5. When creating MAC pools/WWN pools try to stick some useful info in there but don't go apeshit. For example you might do something like this:

00:25:B5:XX:YZ:## for a MAC pool. Where XX might be the UCS domain ID (useful for multiple fabric interconnect clusters at one site); Y might be the vnic ID (i.e. for vnic 1 this value would be 1) and Z would be either A or B depending on which fabric you want to pin the vnic to.

Other examples might include things like the OS ID (replace one of the X's) so if the PXE server sees say a '1' there it'll feed the blade a windows install image. I'm thinking things like this are better suited for a GUID pool where we have more bits to play with.

6. Keep up to date on releases of UCSM. Things are added/fixed/change constantly as Cisco is very keen on listening to customer feedback.

7. Learn some of the CLI bits. For example if you ssh/console into a UCSM FI you can 'connect nxos' and get access to the underlying NXOS instance that's responsible for forwarding traffic. You can't make changes here but you can collect useful bits of data.F or example 'show pinning border' will show you what blade interfaces are pinned to what uplink interfaces and 'show npv flogi' will show you what blades have logged into the FI which can be helpful when troubleshooting upstream SAN issues. You can also connect to some adapters via the UCSM FI CLI (from the top of the config hierarchy) and pull additional data like determining if your iSCSI config is working, what target it's actually trying to connect to, if it actually connected, etc.

8. Try to leave the fabric interconnects in end host mode for both ethernet and fibre channel switching.

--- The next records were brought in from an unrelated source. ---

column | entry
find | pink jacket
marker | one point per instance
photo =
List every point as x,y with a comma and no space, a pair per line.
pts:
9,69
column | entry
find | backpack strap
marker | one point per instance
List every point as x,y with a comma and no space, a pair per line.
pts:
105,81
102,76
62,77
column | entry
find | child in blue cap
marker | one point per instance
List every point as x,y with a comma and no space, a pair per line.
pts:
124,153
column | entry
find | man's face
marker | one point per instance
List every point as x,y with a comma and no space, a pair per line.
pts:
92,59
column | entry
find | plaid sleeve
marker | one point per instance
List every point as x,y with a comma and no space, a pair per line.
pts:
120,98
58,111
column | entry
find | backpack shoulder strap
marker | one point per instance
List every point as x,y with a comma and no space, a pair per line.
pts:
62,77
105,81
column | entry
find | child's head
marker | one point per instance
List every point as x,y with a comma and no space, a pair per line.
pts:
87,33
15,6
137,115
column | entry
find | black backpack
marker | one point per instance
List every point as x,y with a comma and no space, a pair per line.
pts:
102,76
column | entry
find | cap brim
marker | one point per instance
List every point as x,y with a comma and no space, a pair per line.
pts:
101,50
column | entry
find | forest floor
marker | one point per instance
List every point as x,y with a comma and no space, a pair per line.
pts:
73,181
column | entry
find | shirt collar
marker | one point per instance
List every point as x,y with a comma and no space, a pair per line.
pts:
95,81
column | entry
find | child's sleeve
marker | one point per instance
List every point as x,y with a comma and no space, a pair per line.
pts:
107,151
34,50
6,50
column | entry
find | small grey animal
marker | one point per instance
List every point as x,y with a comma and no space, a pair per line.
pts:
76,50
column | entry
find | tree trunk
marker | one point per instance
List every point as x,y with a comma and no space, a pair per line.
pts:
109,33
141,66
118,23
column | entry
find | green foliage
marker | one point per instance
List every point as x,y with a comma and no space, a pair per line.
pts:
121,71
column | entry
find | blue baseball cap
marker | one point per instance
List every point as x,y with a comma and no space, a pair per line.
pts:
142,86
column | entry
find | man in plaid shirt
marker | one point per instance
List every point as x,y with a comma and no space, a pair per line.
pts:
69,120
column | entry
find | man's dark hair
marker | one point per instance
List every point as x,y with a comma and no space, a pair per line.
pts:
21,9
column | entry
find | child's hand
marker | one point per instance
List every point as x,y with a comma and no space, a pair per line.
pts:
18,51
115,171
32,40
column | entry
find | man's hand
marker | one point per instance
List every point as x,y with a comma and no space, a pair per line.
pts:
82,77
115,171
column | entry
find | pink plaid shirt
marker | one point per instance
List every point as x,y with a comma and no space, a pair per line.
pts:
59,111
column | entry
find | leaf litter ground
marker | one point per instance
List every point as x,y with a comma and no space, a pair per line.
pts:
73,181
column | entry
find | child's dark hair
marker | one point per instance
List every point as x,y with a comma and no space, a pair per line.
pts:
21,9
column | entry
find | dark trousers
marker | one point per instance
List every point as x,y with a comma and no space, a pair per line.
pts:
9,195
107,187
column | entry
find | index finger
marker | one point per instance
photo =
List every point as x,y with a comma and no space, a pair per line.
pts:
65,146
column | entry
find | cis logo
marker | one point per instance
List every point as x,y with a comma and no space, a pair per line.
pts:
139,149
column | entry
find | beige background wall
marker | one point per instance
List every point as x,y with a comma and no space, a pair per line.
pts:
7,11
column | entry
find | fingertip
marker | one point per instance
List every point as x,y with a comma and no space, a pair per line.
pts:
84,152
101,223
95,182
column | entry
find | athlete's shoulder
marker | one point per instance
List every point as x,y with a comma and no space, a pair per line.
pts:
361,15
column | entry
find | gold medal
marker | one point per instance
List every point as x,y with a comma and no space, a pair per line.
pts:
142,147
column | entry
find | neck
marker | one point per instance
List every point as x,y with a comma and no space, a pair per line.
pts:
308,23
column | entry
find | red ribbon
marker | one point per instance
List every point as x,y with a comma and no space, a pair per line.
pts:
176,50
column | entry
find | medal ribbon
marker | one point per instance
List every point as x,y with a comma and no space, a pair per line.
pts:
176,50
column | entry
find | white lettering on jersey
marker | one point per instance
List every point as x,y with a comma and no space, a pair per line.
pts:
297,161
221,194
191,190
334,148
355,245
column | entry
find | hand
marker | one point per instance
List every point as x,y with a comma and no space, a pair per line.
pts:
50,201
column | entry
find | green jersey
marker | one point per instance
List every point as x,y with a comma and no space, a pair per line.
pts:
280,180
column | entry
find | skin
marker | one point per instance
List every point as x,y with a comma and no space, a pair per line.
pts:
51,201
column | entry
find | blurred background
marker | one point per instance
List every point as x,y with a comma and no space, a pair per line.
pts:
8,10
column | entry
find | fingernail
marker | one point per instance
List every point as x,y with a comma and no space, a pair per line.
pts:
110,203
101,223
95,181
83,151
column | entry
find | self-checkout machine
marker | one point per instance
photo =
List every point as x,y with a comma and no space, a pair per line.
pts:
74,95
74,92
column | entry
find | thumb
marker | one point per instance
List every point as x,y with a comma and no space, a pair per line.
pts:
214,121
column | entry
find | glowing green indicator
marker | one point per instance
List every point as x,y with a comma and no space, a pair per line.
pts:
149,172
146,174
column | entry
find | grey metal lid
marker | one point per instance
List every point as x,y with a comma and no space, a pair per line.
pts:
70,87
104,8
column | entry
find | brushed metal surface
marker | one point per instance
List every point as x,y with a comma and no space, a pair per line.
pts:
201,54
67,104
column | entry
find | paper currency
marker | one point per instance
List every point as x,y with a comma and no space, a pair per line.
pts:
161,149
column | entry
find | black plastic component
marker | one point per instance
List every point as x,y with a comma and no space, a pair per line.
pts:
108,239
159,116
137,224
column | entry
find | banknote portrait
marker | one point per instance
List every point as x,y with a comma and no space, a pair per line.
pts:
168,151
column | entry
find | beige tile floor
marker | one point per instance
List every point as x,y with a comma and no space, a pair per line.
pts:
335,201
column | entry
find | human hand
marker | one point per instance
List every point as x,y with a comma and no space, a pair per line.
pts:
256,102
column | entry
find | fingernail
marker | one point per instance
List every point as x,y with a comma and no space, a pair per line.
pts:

This simplifies things greatly and keeps you from having to deal with STP on the FIs or burning domain IDs and/or running in interop mode for FC.

9. For your chassis discovery protocol pick a number of links that seems appropriate (this is only used during chassis init/acknowledgement) for your minimum IO and set it to port-channel. This will allow blades to use all of the available bandwidth as opposed to being pinned to a specific IOM port.

10. If you're running certain combinations of Java and UCSM you may find that clicking on the KVM link in the UCSM UI will result in some sort of "file not found" error. Point your web browser to the FI cluster IP and click on the "KVM Manager" link and use that. Also if you've got more than say 8 blades on a chassis it's generally a better idea to use the KVM manager anyway. It's actually much easier to get to a KVM session via the manager when you've got 100+ blades on a fabric interconnect (we're doing ~120-140 blades per fabric interconnect depending on the site/environment and we're quite happy with it.)

11. As a point to #10; name your service profiles something sensible that makes sense to your server team. This generally should be the hostname of the blade itself.

12. Create all service profiles from a service profile template! Even one offs!

13. Don't forget to configure call home on the box before you put it into production. In addition to contacting TAC it should also contact your NOC/customer's NOC or whoever might care if a chassis PSU went tits up.

14. I like to create a new org to house all the non-default settings I've gone off and configured.

15. Did you create a maintenance policy set to user ack?

16. When uplinking to Cisco MDS fibre channel switches you'll want to configure an active port-channel for your fibre channel uplinks. This also holds true if you're linking up to a Nexus 5k UP.

17. When uplinking to Brocade fibre channel switches you're probably going to want to configure SAN pin groups since it doesn't support port-channels like Cisco does (Brocade has their own proprietary ISL tech which is pretty awesome but insists on everything plugging into it is brocade.)

18. Try to use LACP for northbound ethernet connectivity. Ideally your upstream switches should support some form of MLAG (i.e. Arista, Cisco vPC, etc.)

19. Have you created that maintenance policy yet?

If this wasn't anything about UCSM then I suppose I just wrote a bunch of stuff for nothing!